Chapter 1
I watched with a
sickening swoop in my stomach as the first pile of dirt went onto my husband’s
coffin. It was though each pile of dirt that fell on the coffin fell on me too
and I was slowly being buried alive. It was all I could do not to break free of
my father’s hold and leap in after him, to be buried with him. But no, I chided
myself, I had my son to think about.
My son. I glanced down
at him now. His ten year old frame was shaking quietly as he cried into my
dress. I played with his chestnut brown hair gingerly with my fingertips. My
poor son. Too old to be told the lie “Daddy is going away for a while” but too
young to understand what death truly meant.
My husband. I would now
be a widow, I assumed. That was the correct term of things. Serena the widow is
what I’d be labeled among social circles who were being kind. Serena the widow
who lost everything, among my family. And Serena with the dead husband and no
money to speak of, among my old enemies.
I glanced at my father.
His skin seemed stretched taunt, bags heavy under his eyes, his suit smelling
of cigarette smoke since he had fallen back into the habit. It was my entire
family who had lost everything, I thought, not just me. My father had lost his
entire empire, my husband had then lost his job at my father’s company and I
had lost my trust fund and my son had lost his college fund.
I tried to pin point
where my father had gone wrong with his business. They had been well off. He
had invested in real estate from a young age, riding the bubble up, up, up and
spending as though that bubble would never pop. I had had the best of
everything as a child and my husband had sold high end properties for my
father. Business estates, home estates, all of it had been theirs to sell and
rent out. I had met my husband at one of my father’s special meetings for the
company and we were head over heels in love soon after. My son I had had first,
when I was twenty, with a shot gun marriage soon to follow. But I had loved my
husband and the eleven years I had with him.
I had turned thirty
when the real estate bubble popped and the national recession hit. Business
stopped. No one was buying and everyone was selling. Neither myself, nor my
father, nor my husband had saved up anything, thinking the good fortune would
last forever. My father had lost everything and had to shut the business down.
My husband had lost everything too and the resulting heart attack from finding
out they were poor was too much for him.
So now here I was, at
my husband’s funeral, with my son clutching to me on one side and my father
clutching me on the other. I stared as the dirt rose on my husband’s coffin. I
knew everything was changing and nothing would be the same again.
***
I finished taping up
one box while my best friend, Cathy, closed up another. I was moving, needing
to sell the house (for half the price of what it normally would have gotten)

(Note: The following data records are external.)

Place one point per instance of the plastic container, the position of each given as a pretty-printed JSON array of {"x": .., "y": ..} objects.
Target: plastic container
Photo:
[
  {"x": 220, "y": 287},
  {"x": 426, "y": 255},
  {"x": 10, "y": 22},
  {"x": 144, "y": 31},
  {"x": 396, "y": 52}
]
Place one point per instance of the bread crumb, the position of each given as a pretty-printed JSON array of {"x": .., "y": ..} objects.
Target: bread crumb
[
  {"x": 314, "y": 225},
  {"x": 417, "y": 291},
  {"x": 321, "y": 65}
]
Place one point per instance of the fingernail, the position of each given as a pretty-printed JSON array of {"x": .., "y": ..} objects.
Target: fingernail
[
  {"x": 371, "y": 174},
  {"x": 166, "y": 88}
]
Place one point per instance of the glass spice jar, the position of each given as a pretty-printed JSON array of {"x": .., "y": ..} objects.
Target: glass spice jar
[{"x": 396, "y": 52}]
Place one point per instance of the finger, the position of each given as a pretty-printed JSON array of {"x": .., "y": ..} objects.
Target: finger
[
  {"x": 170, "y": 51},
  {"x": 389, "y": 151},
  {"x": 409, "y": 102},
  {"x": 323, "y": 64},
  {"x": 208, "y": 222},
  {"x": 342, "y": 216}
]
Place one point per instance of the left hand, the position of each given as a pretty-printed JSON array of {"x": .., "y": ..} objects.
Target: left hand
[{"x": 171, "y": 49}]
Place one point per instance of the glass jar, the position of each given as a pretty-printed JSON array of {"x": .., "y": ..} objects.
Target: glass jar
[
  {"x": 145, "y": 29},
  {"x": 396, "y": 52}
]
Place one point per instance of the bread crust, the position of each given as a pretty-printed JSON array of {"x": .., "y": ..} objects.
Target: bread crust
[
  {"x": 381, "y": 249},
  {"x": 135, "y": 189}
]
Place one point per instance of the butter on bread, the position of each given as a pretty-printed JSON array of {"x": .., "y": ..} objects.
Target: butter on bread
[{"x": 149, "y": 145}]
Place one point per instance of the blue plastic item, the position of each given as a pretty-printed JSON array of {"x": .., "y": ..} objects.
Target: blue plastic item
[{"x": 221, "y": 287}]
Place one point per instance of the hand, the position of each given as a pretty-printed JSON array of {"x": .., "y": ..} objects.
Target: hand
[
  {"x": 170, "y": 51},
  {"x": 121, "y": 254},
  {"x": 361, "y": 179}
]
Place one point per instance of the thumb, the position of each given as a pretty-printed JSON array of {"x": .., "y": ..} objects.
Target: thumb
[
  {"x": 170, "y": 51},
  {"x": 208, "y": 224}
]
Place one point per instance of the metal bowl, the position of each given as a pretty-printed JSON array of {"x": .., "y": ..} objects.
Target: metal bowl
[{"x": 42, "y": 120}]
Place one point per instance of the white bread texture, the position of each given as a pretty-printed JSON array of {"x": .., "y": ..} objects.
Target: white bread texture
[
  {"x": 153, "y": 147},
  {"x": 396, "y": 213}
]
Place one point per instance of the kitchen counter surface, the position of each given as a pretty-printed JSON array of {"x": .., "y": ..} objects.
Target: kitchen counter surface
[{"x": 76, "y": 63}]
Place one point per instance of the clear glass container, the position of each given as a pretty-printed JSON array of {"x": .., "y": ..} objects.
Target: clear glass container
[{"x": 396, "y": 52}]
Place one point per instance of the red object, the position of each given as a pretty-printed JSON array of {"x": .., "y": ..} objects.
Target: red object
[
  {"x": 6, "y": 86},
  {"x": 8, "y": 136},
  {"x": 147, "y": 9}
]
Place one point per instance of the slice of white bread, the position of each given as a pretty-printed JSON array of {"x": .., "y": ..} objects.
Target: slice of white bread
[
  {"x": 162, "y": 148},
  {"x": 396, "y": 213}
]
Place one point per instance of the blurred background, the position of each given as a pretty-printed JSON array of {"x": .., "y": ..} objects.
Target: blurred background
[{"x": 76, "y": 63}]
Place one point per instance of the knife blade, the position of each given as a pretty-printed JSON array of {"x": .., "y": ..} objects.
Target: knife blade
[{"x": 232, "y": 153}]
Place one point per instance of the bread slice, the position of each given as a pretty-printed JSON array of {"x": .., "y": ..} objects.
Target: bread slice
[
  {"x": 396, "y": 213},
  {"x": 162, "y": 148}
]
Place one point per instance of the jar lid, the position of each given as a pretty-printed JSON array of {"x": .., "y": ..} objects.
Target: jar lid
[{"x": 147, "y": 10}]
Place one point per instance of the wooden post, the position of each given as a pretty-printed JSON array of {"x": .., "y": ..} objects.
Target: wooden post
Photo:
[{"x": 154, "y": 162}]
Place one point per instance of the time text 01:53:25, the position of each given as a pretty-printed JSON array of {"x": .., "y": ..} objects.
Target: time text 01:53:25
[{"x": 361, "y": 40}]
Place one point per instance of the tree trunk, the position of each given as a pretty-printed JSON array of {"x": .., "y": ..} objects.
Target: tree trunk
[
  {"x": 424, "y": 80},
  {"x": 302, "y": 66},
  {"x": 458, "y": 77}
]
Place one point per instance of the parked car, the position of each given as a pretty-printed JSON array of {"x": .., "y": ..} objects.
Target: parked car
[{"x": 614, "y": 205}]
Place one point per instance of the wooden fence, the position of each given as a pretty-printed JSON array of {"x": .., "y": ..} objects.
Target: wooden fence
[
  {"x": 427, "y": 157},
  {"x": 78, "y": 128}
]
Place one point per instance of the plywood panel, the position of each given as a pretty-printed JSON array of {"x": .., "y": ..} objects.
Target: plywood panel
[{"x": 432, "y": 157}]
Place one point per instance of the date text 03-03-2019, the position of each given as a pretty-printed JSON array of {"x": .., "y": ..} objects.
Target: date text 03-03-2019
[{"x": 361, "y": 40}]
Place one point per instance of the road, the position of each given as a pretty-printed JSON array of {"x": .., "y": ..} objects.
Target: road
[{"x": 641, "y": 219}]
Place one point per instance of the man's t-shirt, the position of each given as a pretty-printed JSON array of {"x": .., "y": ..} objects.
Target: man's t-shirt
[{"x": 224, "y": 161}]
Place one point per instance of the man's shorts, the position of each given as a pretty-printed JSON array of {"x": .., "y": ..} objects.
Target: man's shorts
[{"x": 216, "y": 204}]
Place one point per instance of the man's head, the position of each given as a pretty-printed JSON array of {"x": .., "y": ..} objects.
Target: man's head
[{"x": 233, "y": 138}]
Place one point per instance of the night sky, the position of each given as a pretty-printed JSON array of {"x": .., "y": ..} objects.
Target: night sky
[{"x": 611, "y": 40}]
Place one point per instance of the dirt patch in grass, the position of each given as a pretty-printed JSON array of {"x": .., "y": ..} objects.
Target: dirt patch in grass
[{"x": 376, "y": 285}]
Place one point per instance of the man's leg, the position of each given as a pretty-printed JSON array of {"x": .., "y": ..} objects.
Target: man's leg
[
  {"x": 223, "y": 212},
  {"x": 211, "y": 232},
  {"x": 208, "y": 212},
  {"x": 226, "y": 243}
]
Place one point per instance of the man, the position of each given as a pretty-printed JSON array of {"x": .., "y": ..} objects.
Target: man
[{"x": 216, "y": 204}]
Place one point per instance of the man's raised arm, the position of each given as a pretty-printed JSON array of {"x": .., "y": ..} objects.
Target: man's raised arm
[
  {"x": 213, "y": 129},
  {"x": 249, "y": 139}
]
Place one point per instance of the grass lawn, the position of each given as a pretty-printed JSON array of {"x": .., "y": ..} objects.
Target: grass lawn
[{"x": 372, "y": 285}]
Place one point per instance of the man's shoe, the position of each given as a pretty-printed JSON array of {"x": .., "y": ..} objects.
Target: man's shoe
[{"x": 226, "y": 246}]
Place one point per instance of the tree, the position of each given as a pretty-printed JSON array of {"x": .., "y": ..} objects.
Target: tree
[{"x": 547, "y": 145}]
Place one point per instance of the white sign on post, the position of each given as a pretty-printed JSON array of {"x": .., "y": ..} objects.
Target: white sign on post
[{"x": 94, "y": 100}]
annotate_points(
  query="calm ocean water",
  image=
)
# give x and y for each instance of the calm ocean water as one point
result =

and move into a two bedroom apartment to cut costs down. I exhaled heavily as Cathy
looked up.
“So, should I tell my
friend you want an interview?”
Cathy had been talking
at length about one of her friends who worked at a high end business in town,
who was now moving and needed to fill her place. I had listened to her describe
the position which basically sounded like a personal assistant position to the
rich owner and how they needed someone ASAP.
“It really doesn’t
sound like my usual thing.”
Cathy waved her hand,
“Listen, it’ll pay better than anything you are planning on looking into.”
“But being someone’s
personal assistant? Aren’t I just running coffee or something?”
“Does it matter? The
money is good, more than you’ll need to pay rent on your new place as well as
take care of anything Greg needs.”
At my son’s name, I
sighed, knowing Cathy was right, “What does this guy do anyway?”